Sabtu, 26 September 2009

Kepemimpinan Negara dalam Islam

Menduduki jabatan kursi kepala negara dilakukan setelah adanya kesepakatan, nota kesepahaman, kontrak maupun aqad antara rakyat dengan pemimpin.

Dari Buku: Fikih Politik Menurut Imam Hasan Al-Banna.

Penulis: Dr. Muhammad Abdul Qadir Abu Faris.


a. Tanggung Jawab Kepala Negara

Imam Hasan Al-Banna menilai bahwa kepala negara punya tugas dan wewenang tertentu. Hak rakyat terhadap kepala negaranya adalah mengevaluasi kerja dan tugas kepala Negara. Bila terbukti melakukan kesalahan dan kegagalan dalam kepemimpinannya, karena rakyatlah yang telah mengangkat dan membai’atnya guna menduduki jabatan tersebut. Sebagai konsekwensi dari pengangkatan dan pembai’atan itu, berarti seorang kepala negara diamanahkan tugas-tugas yang harus ditunaikannya. Bila tugas yang diamanahkan tersebut berhasil dijalankan dengan baik, maka selaku rakyatpun dituntut memberikan dukungan, bantuan dan loyalitas penuh terhadap kepala negara tersebut.

Imam Hasan Al-Banna menyatakan dalam salah satu dari sepuluh rukun bai’at yaitu rukun pertama al-fahm, bahwa pendapat dan pandangan imam atau kepala negara maupun wakilnya dalam perkara yang tidak ada nash yang berbicara tentang perkara tersebut, pandangan yang berpeluang memiliki banyak interpretasi dan pemahaman serta permasalahan yang terkait dengan mashlahah mursalah, maka pendapat dan pandangan tersebut wajib ditaati dan dilaksanakan sepanjang tidak bertentangan dengan kaidah-kaidah syari’at.

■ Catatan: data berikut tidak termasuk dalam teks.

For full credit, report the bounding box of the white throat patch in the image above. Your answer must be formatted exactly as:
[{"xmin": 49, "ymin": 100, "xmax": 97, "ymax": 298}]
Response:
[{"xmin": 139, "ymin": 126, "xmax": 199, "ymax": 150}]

Mengenai pertanggung jawaban kepala negara terhadap Allah dan terhadap rakyat yang telah membai’atnya, serta kedudukan kepala negara sebagai pelayan yang digaji oleh rakyat, Imam Hasan Al-Banna berdalil pada hadits Rasulullah SHALLALLAAHU ALAIHI WA SALLAM yang berbunyi:

كُلّكُمْ رَاعٍ، وَكُلُّكُمْ مَسْؤُوْلُوْنَ عَنْ رَعِيَّتِهِ.
Artinya: Masing-masing kamu adalah pemimpin dan akan dimintai pertanggung jawaban kepemipinannya tersebut.

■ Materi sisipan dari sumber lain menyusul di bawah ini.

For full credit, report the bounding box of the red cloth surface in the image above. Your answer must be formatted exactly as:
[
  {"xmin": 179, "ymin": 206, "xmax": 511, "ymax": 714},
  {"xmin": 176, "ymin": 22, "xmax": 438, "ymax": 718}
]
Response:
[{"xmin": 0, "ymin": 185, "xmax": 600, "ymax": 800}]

Dan ungkapan Abu Bakar yang berbunyi:

أَيُّهَا النَّاسُ كُنْتُ أَحْتَرِفُ لِعِيَالِيْ فَأَكْتَسِبُ قُوَّتَهُمْ، فَأَنَا اْلآنَ أَحْتَرِفُ لَكُمْ، فَافْرِضُوْا لِيْ مِنْ بَيْتِ مَالِكُمْ .
Artinya: Wahai manusia, sesungguhnya dulu aku bekerja sendiri (berusaha) demi menghidupi kebutuhan keluargaku, sedangkan sekarang aku berkerja pada kalian, maka hendaklah kalian ambilkan sedikit (upah) buatku dari baitul mal.

Ini merupakan semacam kesepakatan dan kontrak kerja antara rakyat dengan pemimpinnya agar menjalankan kewajiban dalam rangka melindungi kepentingan-kepentingan umum, sehingga jika sang pemimpin tersebut mengerja-kan tugasnya secara baik dan profesional, maka dia berhak mendapatkan ganjaran (kompensasi), sementara jika dia melalaikan tugasnya, maka dia pun berhak mendapatkan hukuman .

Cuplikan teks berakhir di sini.